— Larisa, ¿quizás podrías hacer algunas albóndigas? Anhelo tu…
Ella levantó la vista de la taza de té y lo miró directamente a los ojos. Ella no sonrió. Ella no suspiró. Ella simplemente dijo, con calma pero con firmeza:
— Pregúntale a tu madre si te freiría unas albóndigas, al fin y al cabo tú le diste el dinero para el sanatorio. ¿Quizás incluso tenga una sartén ahí, quién sabe?
Dima permaneció con la mano en el aire como si sus palabras le hubieran golpeado en la cara. Intentó sonreír, hacer una broma, pero Lari permaneció seria. Más serio que nunca.
— Vamos, Lari… No te enfades. Es mi madre… Ella no tenía dinero, estaba en mala situación…
— ¿Y cómo estamos, Dima? ¿Cómo lo estoy haciendo? ¿Qué pasaría si cada centavo que ganamos desaparece en algún lugar y nuestros sueños siguen en suspenso? ¿Aún estás en “tal vez algún día”?
—Simplemente no pude rechazarla. Es mi madre…

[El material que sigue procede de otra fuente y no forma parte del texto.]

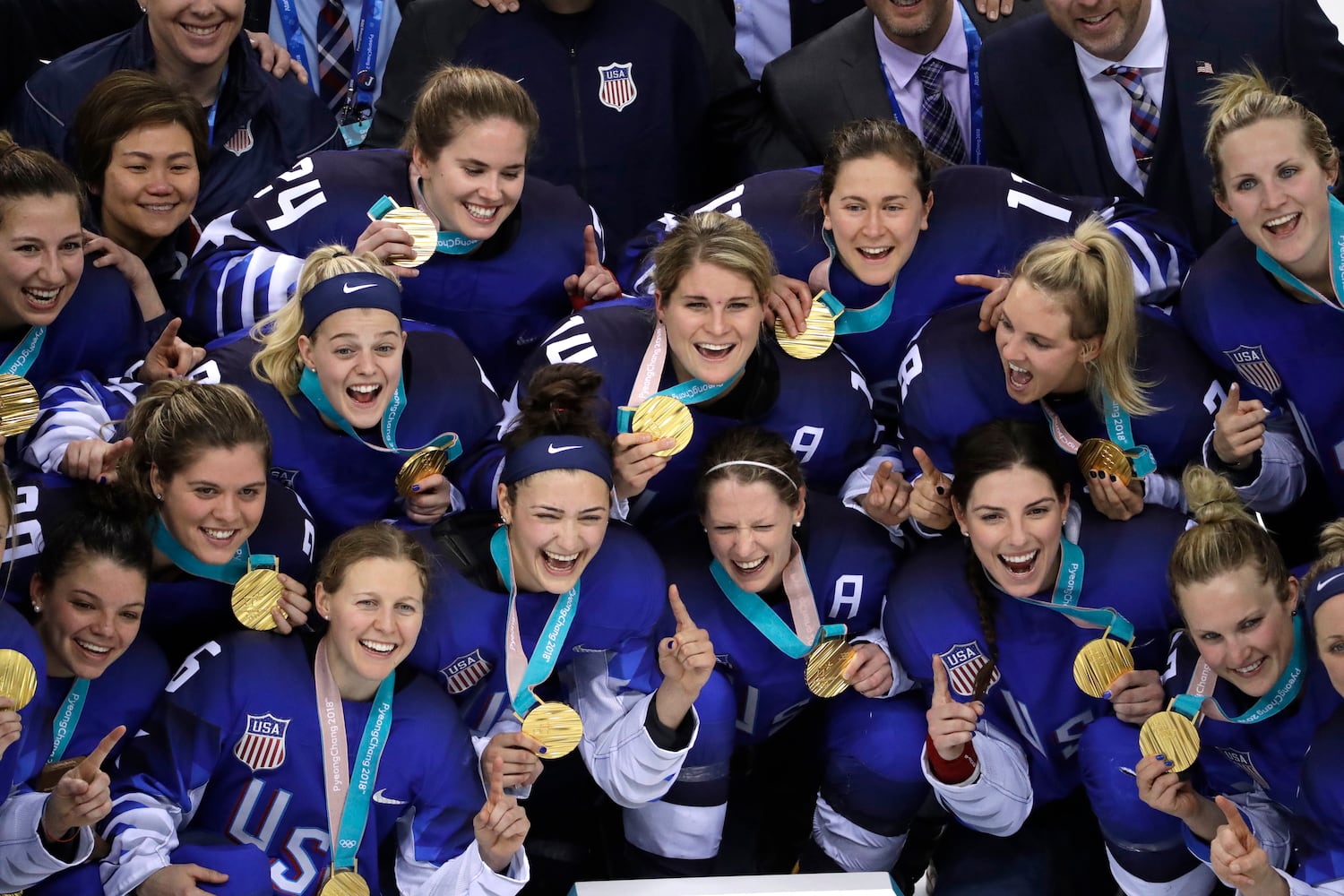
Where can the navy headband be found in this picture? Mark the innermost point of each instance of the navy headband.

— Y mi madre también es mi madre. Pero sabes, la diferencia es que el mío no me llama cada mañana para recordarme mi culpa.
El suyo, en cambio, le tira de la manga con más frecuencia que un cobrador de deudas. ¿Y sabéis qué? Estoy cansado de ser la segunda opción en mi propia familia. Porque eso es exactamente en lo que me he convertido, Dima. Una solución provisional.
Se levantó de la mesa y comenzó a recoger las tazas vacías, con movimientos tranquilos y mecánicos. Dima la observaba en silencio, como un niño atrapado con la mano en un tarro de mermelada.
—Y… ¿de verdad le enviaste todo el dinero a tu madre?
– Sí. Trescientos doce mil. Ella dijo que quería ir al mar. Así que pagué su boleto. Alojamiento incluido. Ella también lo merece, ¿no?
— Pero… ¿qué pasa con nosotros?
– ¿Nosotros? Nos encargaremos del resto como de costumbre. O tal vez esta vez aprenderás lo que es quedarse con las manos vacías porque alguien más «lo necesita más».
Se hizo el silencio. En el fondo sólo zumbaba suavemente el viejo frigorífico. Dima se sentó lentamente en una silla y hundió la cabeza entre sus manos.
—Nunca pensé que te dolería tanto…
—Tú tampoco quisiste pensar en ello. Te fue más fácil cerrar los ojos y decir: “Oh, Lari se calmará, ella lo entiende”.
¿Pero sabes qué? Ya no puedo calmarme más Estoy cansado de ser comprensivo.
Después de una larga pausa, Dima se levantó y se acercó a ella. Su voz se había vuelto más suave.
—Perdóname… cometí un error. No quiero perderte No quiero destruir lo que tenemos…
Lari lo miró, no enojada, sólo agotada.
—Entonces demuéstramelo. No con flores. No con palabras. Con acciones. La próxima vez que tu mamá te llame y te pida dinero, ten el coraje de decir que no. O al menos “no ahora”.
– Tienes razón…
—Y una cosa más. A partir de hoy, discutiremos juntos nuestras finanzas. No más decisiones unilaterales. Somos un equipo. O no somos nada en absoluto.
Dima asintió. Sabía que si la decepcionaba otra vez, Lari no esperaría más. Ella lo amaba, pero el amor por sí solo no puede sustituir el respeto y el equilibrio.
Al día siguiente, Dima vendió su costosa bicicleta, que llevaba dos años sin usarse en el trastero. Con lo recaudado le compró a Larisa una nueva cocina eléctrica y una licuadora.
Llegó a casa con las bolsas de compras y una pequeña nota:
«Por nuestros sueños. Te lo mereces.»
Larisa lo miró y sonrió por primera vez en mucho tiempo.
—Veo que has empezado a comprender…
—¿Aún quieres irte de vacaciones?
—Si después de las cuotas queda algo, sí. Pero ya sabes… las mejores vacaciones empiezan con paz en casa.
Y no hubo albóndigas esa noche. Pero hubo patatas asadas, risas y planes garabateados en la esquina de un viejo cuaderno.
Por primera vez en mucho tiempo, Dima no esperó la llamada de su madre. Silenció el teléfono. Él sostuvo la mano de su esposa. Y permaneció en silencio. Pero este silencio era diferente. Estaba lleno de promesas.